Le projet de loi sur la simplification de la vie économique (SVE), examiné les 29 et 30 avril par les députés, comporte plusieurs mesures majeures qui pourraient profondément transformer les pratiques de la commande publique. Les débats ont porté sur des sujets aussi variés que la simplification administrative, les plateformes de publication comme PLACE, ou encore la prise en compte de critères locaux dans l’attribution des marchés. Voici les trois grandes évolutions à retenir.
Relever les seuils pour simplifier l’accès à la commande publique
L’Assemblée nationale a adopté plusieurs amendements visant à rehausser les seuils de dispense de procédure dans les marchés publics. Le seuil de dispense de publicité et de mise en concurrence serait ainsi uniformisé à 100 000 € HT pour tous les types de marchés (fournitures, services et travaux), dans une logique de simplification. Cette mesure s’inspire des dispositifs existants pour les marchés innovants ou les travaux, et vise explicitement à faciliter l’accès des TPE/PME, en réduisant les contraintes formelles qui freinent encore trop souvent leur participation.

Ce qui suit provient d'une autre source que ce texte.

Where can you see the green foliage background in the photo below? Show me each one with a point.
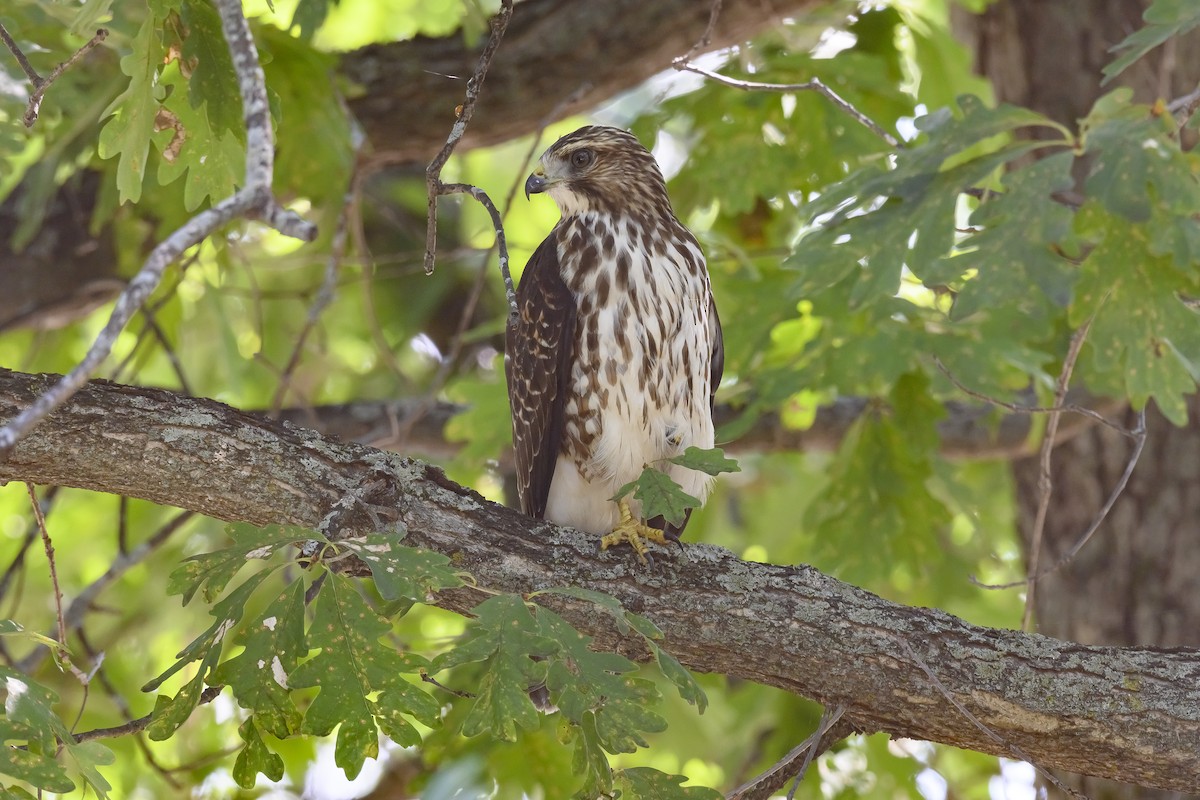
(841, 266)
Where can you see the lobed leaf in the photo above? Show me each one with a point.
(402, 571)
(352, 668)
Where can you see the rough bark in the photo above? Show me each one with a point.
(1127, 714)
(583, 50)
(1137, 581)
(966, 432)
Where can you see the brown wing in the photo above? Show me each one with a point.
(538, 364)
(715, 370)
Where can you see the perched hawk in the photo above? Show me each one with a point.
(617, 350)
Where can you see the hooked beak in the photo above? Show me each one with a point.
(535, 184)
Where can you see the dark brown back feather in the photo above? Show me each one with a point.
(537, 365)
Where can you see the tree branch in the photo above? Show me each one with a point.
(255, 200)
(1127, 714)
(967, 432)
(551, 48)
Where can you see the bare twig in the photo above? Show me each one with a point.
(1045, 486)
(1139, 435)
(72, 619)
(706, 38)
(828, 719)
(123, 705)
(35, 100)
(429, 679)
(324, 296)
(54, 582)
(1074, 408)
(27, 67)
(253, 202)
(831, 729)
(502, 244)
(815, 84)
(983, 728)
(40, 83)
(135, 726)
(474, 86)
(402, 431)
(1182, 108)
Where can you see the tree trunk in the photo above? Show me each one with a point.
(1138, 581)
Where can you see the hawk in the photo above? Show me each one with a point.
(616, 352)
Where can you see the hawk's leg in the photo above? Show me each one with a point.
(631, 530)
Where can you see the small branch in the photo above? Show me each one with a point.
(27, 67)
(324, 296)
(141, 723)
(1182, 108)
(253, 200)
(828, 719)
(809, 85)
(1045, 486)
(829, 731)
(1074, 408)
(983, 728)
(1139, 434)
(502, 244)
(706, 38)
(72, 619)
(35, 100)
(474, 86)
(54, 573)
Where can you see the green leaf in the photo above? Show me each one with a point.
(127, 133)
(646, 783)
(1143, 334)
(85, 758)
(256, 757)
(309, 16)
(589, 761)
(402, 571)
(259, 675)
(30, 720)
(1164, 19)
(879, 488)
(627, 620)
(660, 495)
(34, 733)
(315, 156)
(214, 82)
(214, 161)
(12, 627)
(711, 462)
(1008, 266)
(228, 613)
(583, 681)
(1133, 151)
(681, 677)
(215, 570)
(351, 668)
(503, 637)
(879, 221)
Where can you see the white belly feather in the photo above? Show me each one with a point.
(649, 398)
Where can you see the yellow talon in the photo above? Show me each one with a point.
(631, 530)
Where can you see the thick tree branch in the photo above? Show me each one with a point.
(255, 200)
(969, 431)
(1127, 714)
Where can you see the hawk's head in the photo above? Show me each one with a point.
(600, 169)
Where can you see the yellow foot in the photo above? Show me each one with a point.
(635, 531)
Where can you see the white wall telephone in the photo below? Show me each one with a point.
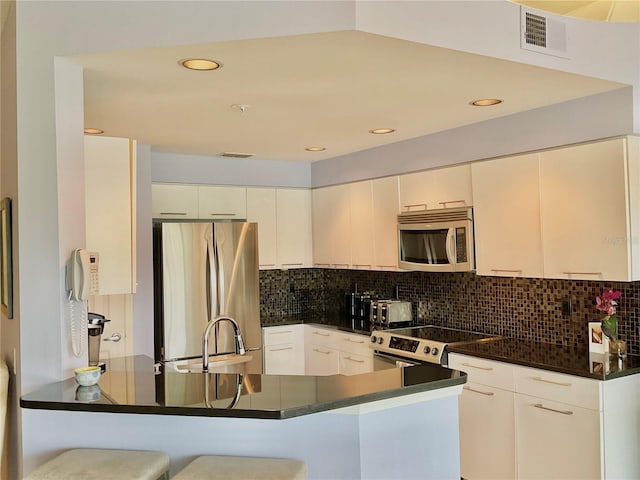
(81, 281)
(82, 275)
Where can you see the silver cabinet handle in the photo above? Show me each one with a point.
(281, 349)
(444, 204)
(408, 207)
(582, 273)
(561, 384)
(469, 389)
(488, 369)
(353, 341)
(354, 360)
(542, 407)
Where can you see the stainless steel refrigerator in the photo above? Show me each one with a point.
(202, 270)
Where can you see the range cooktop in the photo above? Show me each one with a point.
(427, 344)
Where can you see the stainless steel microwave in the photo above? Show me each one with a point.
(436, 240)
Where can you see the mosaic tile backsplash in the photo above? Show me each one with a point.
(522, 308)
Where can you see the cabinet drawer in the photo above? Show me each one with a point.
(281, 335)
(569, 389)
(354, 343)
(485, 372)
(322, 336)
(352, 364)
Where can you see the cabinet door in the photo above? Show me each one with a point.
(331, 227)
(110, 210)
(294, 227)
(441, 188)
(261, 208)
(556, 440)
(584, 206)
(487, 433)
(385, 223)
(222, 203)
(352, 364)
(321, 360)
(362, 233)
(174, 201)
(506, 209)
(452, 187)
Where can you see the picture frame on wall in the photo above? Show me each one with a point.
(6, 255)
(598, 341)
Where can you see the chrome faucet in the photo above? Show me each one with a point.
(205, 339)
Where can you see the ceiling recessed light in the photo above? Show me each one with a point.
(200, 64)
(486, 102)
(382, 131)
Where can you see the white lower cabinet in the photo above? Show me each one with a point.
(557, 440)
(487, 430)
(487, 446)
(539, 424)
(284, 350)
(330, 352)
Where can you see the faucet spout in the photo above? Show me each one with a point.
(240, 350)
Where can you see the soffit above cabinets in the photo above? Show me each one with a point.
(325, 89)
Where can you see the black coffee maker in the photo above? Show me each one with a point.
(95, 324)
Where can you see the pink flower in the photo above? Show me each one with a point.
(607, 303)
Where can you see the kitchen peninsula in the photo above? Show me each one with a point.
(359, 423)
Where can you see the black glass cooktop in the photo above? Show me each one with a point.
(441, 334)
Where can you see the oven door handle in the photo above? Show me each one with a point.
(399, 362)
(451, 246)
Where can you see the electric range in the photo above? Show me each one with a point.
(423, 344)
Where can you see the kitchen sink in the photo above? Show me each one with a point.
(226, 363)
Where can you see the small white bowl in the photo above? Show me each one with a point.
(87, 376)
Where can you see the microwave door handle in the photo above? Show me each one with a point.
(451, 246)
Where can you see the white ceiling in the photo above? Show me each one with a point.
(326, 89)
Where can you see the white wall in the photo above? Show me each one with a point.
(170, 167)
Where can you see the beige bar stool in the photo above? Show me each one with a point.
(218, 467)
(104, 464)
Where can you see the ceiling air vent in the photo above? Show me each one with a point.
(541, 34)
(235, 155)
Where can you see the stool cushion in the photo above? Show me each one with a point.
(216, 467)
(103, 464)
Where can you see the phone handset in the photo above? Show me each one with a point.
(81, 281)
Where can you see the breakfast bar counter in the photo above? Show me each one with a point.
(394, 423)
(240, 395)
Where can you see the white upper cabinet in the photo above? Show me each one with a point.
(441, 188)
(261, 208)
(386, 206)
(294, 244)
(174, 201)
(331, 226)
(506, 208)
(362, 233)
(110, 180)
(216, 202)
(588, 220)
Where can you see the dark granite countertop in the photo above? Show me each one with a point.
(130, 386)
(556, 358)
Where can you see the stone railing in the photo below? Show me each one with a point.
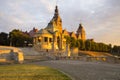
(92, 59)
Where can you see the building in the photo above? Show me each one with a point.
(53, 36)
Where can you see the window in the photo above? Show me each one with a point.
(50, 39)
(45, 39)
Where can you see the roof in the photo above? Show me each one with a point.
(43, 31)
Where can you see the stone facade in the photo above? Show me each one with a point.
(53, 36)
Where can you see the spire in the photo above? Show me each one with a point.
(80, 28)
(56, 11)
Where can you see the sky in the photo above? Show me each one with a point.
(100, 18)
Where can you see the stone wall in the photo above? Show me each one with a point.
(11, 54)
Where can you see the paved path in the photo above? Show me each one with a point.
(80, 70)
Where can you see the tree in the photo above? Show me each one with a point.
(4, 38)
(19, 38)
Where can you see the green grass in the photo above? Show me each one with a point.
(30, 72)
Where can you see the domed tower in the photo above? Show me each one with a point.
(81, 32)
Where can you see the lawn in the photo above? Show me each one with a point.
(30, 72)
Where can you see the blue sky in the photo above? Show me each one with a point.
(101, 18)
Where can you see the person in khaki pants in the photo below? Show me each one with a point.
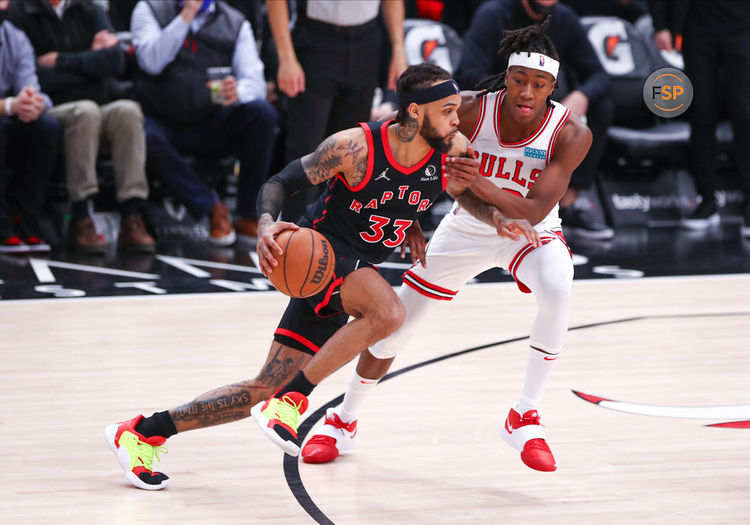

La proposition prévoit aussi, à horizon 2026, de relever le seuil des marchés de travaux à 143 000 € HT, aligné sur celui des marchés formalisés européens pour les fournitures et services. D’autres cas spécifiques sont aussi intégrés, comme les achats de produits d’occasion ou issus du réemploi, qui bénéficieraient également d’un seuil relevé à 100 000 €. De même, le retour d’un dispositif simplifié via le seul numéro de Siret, inspiré du feu Marché Public Simplifié (MPS), permettrait aux entreprises candidates de répondre sans produire les justificatifs habituels — ceux-ci étant automatiquement récupérés via les outils numériques. Une mesure emblématique de la volonté affichée de réduire les barrières administratives.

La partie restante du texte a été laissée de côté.